Selain faktor pendorong tersebut di atas, Ife (2006) menyebutkan ada beberapa faktor yang dapat menghambat pelaksanaan partisipasi sebagaimana disimpulkan di bawah ini:
- Tidak terciptanya suasana kondusif bagi berkembangnya partisipasi masyarakat seperti adanya dominasi peranan pihak elit, misalnya dalam identifikasi permasalahan sehingga mengabaikan perspektif masyarakat local. Selain itu tidak tersedianya secara memadai sarana / media lokal untuk mewadahi aspirasi masyarakat.
- Faktor struktural dan kultural masyarakat dimana ide, saran, pendapat yang disampaikan dalam forum yang dihadiri oleh para elit pimpinan local tidak tersalurkan karena struktur yang berkembang cenderung mendorong masyarakat untuk mengikuti dan menyetujui apa yang disampaikan oleh para elit tersebut. Selain itu adanya pengalaman, ide, saran dan pendapat masyarakat yang tidak pernah terwujudkan dalam program membuat masyarakat enggan untuk terlibat dalam program berikutnya.

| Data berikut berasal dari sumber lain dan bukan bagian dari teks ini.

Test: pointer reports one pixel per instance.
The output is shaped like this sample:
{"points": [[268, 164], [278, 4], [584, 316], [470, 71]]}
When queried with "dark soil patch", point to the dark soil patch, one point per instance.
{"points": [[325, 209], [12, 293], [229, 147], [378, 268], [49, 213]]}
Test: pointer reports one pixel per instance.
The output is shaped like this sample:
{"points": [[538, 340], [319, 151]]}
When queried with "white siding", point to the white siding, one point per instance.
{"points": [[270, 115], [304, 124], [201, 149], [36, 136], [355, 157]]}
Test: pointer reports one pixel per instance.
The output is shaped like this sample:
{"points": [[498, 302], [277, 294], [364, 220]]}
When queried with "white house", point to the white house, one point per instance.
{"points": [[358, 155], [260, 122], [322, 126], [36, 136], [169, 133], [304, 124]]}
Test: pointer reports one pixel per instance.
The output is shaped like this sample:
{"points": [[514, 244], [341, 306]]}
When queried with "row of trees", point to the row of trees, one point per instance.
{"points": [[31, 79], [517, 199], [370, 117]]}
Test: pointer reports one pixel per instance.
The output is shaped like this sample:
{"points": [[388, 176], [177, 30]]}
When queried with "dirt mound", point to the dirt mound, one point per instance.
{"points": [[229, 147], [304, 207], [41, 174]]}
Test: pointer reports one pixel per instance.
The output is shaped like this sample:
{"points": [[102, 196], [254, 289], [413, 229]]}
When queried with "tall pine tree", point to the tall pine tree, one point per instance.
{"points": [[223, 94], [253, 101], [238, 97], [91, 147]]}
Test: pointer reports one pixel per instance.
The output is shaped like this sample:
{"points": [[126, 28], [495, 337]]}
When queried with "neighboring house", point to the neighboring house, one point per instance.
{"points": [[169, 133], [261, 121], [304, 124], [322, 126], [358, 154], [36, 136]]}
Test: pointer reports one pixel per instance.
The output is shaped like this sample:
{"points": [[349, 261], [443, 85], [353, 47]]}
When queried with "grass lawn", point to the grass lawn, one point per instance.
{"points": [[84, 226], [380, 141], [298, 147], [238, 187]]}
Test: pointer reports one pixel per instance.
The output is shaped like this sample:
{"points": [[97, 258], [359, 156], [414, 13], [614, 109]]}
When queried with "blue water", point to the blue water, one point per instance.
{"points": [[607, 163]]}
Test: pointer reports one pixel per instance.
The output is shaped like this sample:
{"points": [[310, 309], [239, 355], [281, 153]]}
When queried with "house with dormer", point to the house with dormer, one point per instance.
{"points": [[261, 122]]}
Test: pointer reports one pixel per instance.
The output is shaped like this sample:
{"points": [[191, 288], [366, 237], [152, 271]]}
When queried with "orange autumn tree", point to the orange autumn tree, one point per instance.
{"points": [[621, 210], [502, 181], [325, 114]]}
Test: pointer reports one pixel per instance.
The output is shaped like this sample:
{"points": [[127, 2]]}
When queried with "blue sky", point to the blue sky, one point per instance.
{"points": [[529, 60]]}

- Adanya aturan dari organisasi yang menyebabkan perbedaan antara apa yang mau dicapai oleh organisasi dengan tujuan masyarakat. Disamping itu masih adanya cara pandang internal organisasi yang menganggap pengetahuan professional pakar lebih hebat dibandingkan dengan apa yang diketahui rakyat lokal
Menurut Tjokroamidjojo (1993, p. 226) menyebutkan faktor-faktor yang perlu mendapat perhatian dalam partisipasi masyarakat adalah:
- Faktor kepemimpinan dimana untuk menggerakkan partisipasi sangat diperlukan adanya pemimpin dan kualitas kepemimpinan yang mendukung - Faktor komunikasi dimana gagasan-gagasan, ide-ide dan rencana-rancana
baru akan mendapat dukungan bila diketahui dan dimengerti oleh masyarakat
- Faktor pendidikan dimana dengan tingkat pendidikan yang memadai maka individu akan dapat memberikan partisipasi yang diharapkan
Sementara menurut Sastropoetro (1988, p. 22) faktor yang mempengaruhi partisipasi masyarakat terdiri atas:
- Pendidikan, kemampuan baca tulis, kemiskinan, kedudukan sosial dan percaya terhadap diri sendiri
- Penginterpretasian yang keliru terhadap ajaran agama
- Kecenderungan untuk menyalahartikan motivasi, tujuan dan kepentingan lembaga dalam melakukan upaya pemberdayaan sehingga menimbulkan persepsi yang keliru
- Tidak tersedianya kesempatan untuk berpartisipasi dalam berbagai program pembangunan
Faktor-faktor tersebut satu sama lain saling mempengaruhi dalam menghadirkan hambatan maupun pendorong masyarakat untuk berpartisipasi.